Namjoon memutar kedua bola matanya malas. Dia menghentikan langkahnya di sebuah kedai kecil yang menjual panekuk yang tadi dia beli.
"Ahjumma, aku mau 5 lagi." pintanya yang langsung di turuti oleh bibi penjual. Dia memang harus membelinya lagi, karena jika Ae Ra sudah merampas makanan dari tangannya maka tidak akan dikembalikan lagi.
"Lalu bagaimana? Apa permainannya Bagus?" tanya Ae Ra disela-sela kunyahannya.
"Tentu saja. Baru kali ini aku betah menonton pertunjukkan Cello." jawab Namjoon bersemangat.
"Itu karena kau sudah bucin, Bapak tua."
Namjoon mendengus sebal. Laki-laki itu lalu mengapit pipi penuh lemak bayi milik Ae Ra gemas dengan satu tangannya. Hal itu membuat Ae Ra susah bicara dan ingin sekali menjambak rambut Namjoon seperti biasanya.
"HYAAAA!" teriak Ae Ra tidak jelas.
"Mwo? Mworago? Anak kecil seperti ini mana mengerti soal bucin. Otakmu itu taunya hanya makan, tidur, dan bertengkar dengan Hanbin." cerocos Namjoon sambil menggoyangkan kepala Ae Ra ke kanan dan ke kiri. Iseng.
"Sinting!" Ae Ra mendorong jidat Namjoon dengan telunjuknya seiring umpatan yang ia keluarkan. Gadis itu memeletkan lidahnya bermaksud mengejek sahabatnya lalu berlari bersama panekuk yang ia rampas tadi ke arah flat.
"HYA RYU AE RA!"
Namjoon segera membayar panekuk yang ia pesan tadi pada Bibi penjual lalu menyusul Ae Ra berlari kearah flat.

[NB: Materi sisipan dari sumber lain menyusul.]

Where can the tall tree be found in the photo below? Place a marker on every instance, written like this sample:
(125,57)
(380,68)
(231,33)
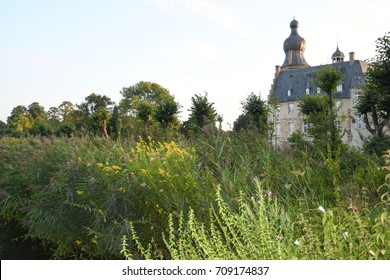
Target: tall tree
(255,114)
(375,101)
(328,78)
(149,101)
(202,112)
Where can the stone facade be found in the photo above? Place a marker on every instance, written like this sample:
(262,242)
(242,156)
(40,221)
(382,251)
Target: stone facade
(295,78)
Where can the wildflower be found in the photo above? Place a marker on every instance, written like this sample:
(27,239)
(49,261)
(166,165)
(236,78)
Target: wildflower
(298,173)
(108,169)
(116,168)
(352,207)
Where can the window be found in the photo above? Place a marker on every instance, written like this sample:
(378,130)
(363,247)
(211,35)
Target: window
(291,128)
(278,129)
(291,108)
(357,97)
(306,127)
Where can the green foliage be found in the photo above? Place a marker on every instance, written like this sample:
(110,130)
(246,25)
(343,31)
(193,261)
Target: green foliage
(202,112)
(255,114)
(76,199)
(375,101)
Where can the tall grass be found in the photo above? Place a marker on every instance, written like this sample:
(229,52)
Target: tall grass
(218,196)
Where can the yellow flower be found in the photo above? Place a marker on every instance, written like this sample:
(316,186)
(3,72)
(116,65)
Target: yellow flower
(298,173)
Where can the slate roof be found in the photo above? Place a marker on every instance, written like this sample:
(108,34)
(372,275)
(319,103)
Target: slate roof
(297,80)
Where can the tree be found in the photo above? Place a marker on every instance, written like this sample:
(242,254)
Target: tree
(375,99)
(85,116)
(327,79)
(202,112)
(316,113)
(255,114)
(37,112)
(66,109)
(149,101)
(166,112)
(20,119)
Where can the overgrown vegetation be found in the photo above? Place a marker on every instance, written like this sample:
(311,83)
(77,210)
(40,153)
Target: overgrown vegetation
(216,196)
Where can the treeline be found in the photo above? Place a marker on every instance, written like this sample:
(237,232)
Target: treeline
(144,108)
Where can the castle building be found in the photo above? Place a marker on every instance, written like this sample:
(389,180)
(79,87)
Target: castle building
(296,78)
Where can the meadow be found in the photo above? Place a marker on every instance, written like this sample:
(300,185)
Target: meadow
(217,196)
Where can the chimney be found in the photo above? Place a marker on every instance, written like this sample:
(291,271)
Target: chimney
(351,56)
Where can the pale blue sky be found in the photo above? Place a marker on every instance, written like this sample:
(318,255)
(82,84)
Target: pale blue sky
(52,51)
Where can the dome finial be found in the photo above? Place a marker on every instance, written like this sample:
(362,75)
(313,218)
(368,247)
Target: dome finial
(337,56)
(294,47)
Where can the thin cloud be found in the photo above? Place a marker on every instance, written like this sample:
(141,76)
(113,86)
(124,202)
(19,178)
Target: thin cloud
(221,15)
(195,51)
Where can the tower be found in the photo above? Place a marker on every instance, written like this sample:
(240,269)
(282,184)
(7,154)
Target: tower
(338,56)
(294,48)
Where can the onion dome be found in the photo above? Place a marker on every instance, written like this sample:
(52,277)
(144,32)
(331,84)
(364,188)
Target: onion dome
(294,48)
(338,55)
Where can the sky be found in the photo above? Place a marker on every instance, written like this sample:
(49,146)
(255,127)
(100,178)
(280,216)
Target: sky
(55,51)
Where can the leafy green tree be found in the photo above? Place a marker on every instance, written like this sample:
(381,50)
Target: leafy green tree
(101,117)
(85,117)
(375,101)
(20,119)
(166,113)
(327,79)
(255,115)
(202,112)
(149,101)
(37,112)
(66,109)
(116,123)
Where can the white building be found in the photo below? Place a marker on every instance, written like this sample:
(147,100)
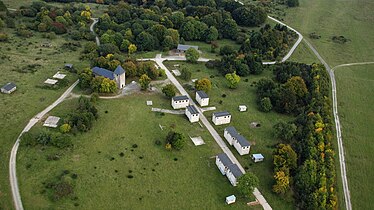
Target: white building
(233,173)
(242,108)
(242,145)
(202,98)
(179,102)
(257,158)
(9,88)
(223,162)
(220,118)
(119,75)
(229,134)
(192,113)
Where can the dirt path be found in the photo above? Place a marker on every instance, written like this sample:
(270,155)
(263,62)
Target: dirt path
(343,171)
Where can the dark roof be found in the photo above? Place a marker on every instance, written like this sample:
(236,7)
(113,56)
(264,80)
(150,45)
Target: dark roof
(180,98)
(186,47)
(9,86)
(232,131)
(202,94)
(220,114)
(119,70)
(235,170)
(192,109)
(242,141)
(103,72)
(225,159)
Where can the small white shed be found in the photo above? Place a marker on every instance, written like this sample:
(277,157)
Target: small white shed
(202,98)
(242,108)
(192,113)
(257,157)
(179,102)
(230,199)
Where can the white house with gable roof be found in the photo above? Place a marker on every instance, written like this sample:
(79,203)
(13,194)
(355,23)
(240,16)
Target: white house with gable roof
(179,102)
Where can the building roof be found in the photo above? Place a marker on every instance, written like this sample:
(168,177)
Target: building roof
(50,81)
(225,159)
(221,114)
(235,170)
(119,70)
(192,109)
(242,141)
(69,65)
(202,94)
(258,156)
(180,98)
(103,72)
(232,131)
(186,47)
(9,86)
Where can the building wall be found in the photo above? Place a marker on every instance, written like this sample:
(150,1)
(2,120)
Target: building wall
(192,117)
(202,101)
(241,150)
(180,104)
(228,137)
(221,120)
(220,166)
(231,178)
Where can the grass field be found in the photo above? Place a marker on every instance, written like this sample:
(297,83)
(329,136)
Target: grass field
(186,179)
(29,99)
(261,138)
(352,19)
(357,118)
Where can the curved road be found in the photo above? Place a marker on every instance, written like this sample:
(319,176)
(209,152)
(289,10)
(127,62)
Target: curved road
(96,20)
(13,155)
(343,171)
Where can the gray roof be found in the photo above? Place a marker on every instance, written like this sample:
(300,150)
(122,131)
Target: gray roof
(202,94)
(232,131)
(186,47)
(224,159)
(220,114)
(103,72)
(192,109)
(242,141)
(119,70)
(9,86)
(235,170)
(180,98)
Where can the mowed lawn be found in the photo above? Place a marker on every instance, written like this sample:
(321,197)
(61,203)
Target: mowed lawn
(186,179)
(262,137)
(352,19)
(356,99)
(29,99)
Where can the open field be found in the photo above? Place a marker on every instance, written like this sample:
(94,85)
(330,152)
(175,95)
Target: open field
(29,99)
(161,179)
(261,138)
(352,19)
(355,98)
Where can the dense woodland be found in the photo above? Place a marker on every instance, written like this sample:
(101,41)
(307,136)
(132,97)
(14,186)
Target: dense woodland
(304,162)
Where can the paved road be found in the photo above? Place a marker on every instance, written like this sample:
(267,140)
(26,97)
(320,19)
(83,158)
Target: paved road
(13,155)
(343,171)
(96,20)
(210,128)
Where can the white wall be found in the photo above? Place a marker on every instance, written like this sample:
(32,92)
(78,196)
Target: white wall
(192,117)
(180,104)
(241,150)
(220,166)
(228,137)
(221,120)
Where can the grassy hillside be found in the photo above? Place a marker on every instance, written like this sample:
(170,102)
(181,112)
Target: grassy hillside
(357,117)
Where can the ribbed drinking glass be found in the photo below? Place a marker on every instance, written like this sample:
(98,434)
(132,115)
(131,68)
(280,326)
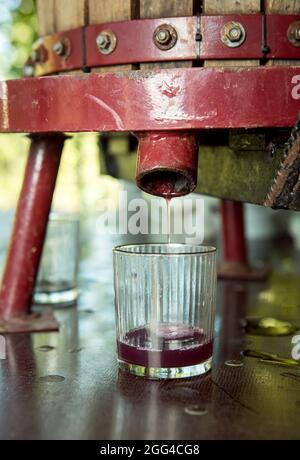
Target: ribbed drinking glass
(165,305)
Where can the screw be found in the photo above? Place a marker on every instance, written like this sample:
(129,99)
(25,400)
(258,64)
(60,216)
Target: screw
(233,34)
(293,33)
(233,31)
(297,34)
(36,55)
(165,36)
(102,41)
(106,42)
(59,48)
(28,70)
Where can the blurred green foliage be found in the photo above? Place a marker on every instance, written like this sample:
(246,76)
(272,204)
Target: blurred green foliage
(23,34)
(79,185)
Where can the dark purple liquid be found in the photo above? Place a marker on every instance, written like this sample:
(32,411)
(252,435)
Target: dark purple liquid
(170,345)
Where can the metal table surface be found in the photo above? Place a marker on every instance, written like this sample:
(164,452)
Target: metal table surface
(67,385)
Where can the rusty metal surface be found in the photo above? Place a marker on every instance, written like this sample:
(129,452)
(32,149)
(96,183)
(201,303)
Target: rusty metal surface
(285,189)
(66,385)
(167,163)
(194,38)
(152,101)
(30,226)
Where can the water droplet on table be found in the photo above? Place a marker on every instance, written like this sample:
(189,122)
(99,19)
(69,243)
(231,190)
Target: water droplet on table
(52,378)
(234,363)
(46,348)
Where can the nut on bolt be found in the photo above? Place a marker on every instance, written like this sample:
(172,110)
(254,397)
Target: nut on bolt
(294,33)
(106,42)
(165,36)
(39,54)
(58,48)
(233,34)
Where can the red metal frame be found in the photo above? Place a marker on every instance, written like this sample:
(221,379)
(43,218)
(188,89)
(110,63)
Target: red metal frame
(167,163)
(30,225)
(135,42)
(173,99)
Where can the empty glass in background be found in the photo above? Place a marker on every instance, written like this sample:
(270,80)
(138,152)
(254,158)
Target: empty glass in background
(57,277)
(165,297)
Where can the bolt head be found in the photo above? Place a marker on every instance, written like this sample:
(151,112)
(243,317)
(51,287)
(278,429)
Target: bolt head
(103,41)
(163,36)
(58,48)
(28,70)
(234,34)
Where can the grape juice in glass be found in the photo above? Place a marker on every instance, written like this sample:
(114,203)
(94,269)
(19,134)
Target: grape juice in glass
(165,305)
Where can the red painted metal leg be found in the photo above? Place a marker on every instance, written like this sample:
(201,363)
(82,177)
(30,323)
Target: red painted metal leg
(234,242)
(30,225)
(235,263)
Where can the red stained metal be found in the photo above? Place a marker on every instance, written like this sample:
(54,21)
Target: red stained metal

Sementara gadis itu sibuk melayangkan berbagai cibirannya sambil berlari. Tidak memperhatikan jalan yang dia lewati. Gadis itu terus berlari lurus sementara flat mereka belok kanan.
Namjoon menahan tawanya lalu belok ke kanan, tidak lagi mengikuti langkah Ae Ra yang sudah salah jalan. Hal itu tentu saja membuat Ae Ra bingung.
Gadis itu berhenti saat Namjoon sudah ada di mulut lorong yang belok kanan.
"HYA KIM NAMJOON! KAU MAU KEMANA?!" teriaknya. Ae Ra melambaikan tangannya agar Namjoon mengikutinya.
"KAU YANG MAU KEMANA?"
"PULANG LAH! KEMANA LAGI!"
"FLAT KITA LEWAT SINI BODOH!"
Ae Ra melotot. Lalu melihat kebelakang, dan mendapati perumahan lain yang jelas sekali bukan arah jalan pulang yang sering dia lewati. Gadis itu kembali menatap Namjoon yang masih menunggu di mulut lorong dengan senyum meremehkannya.
"AH IYA! AKU LUPA!" ujar Ae Ra langsung nyengir bodoh. Gadis itu berlari lagi menghampiri Namjoon.
"Bukan lupa, tapi memang bodoh dari sananya." komentar Namjoon.
"Kau lebih bodoh karena berteman dengan orang bodoh."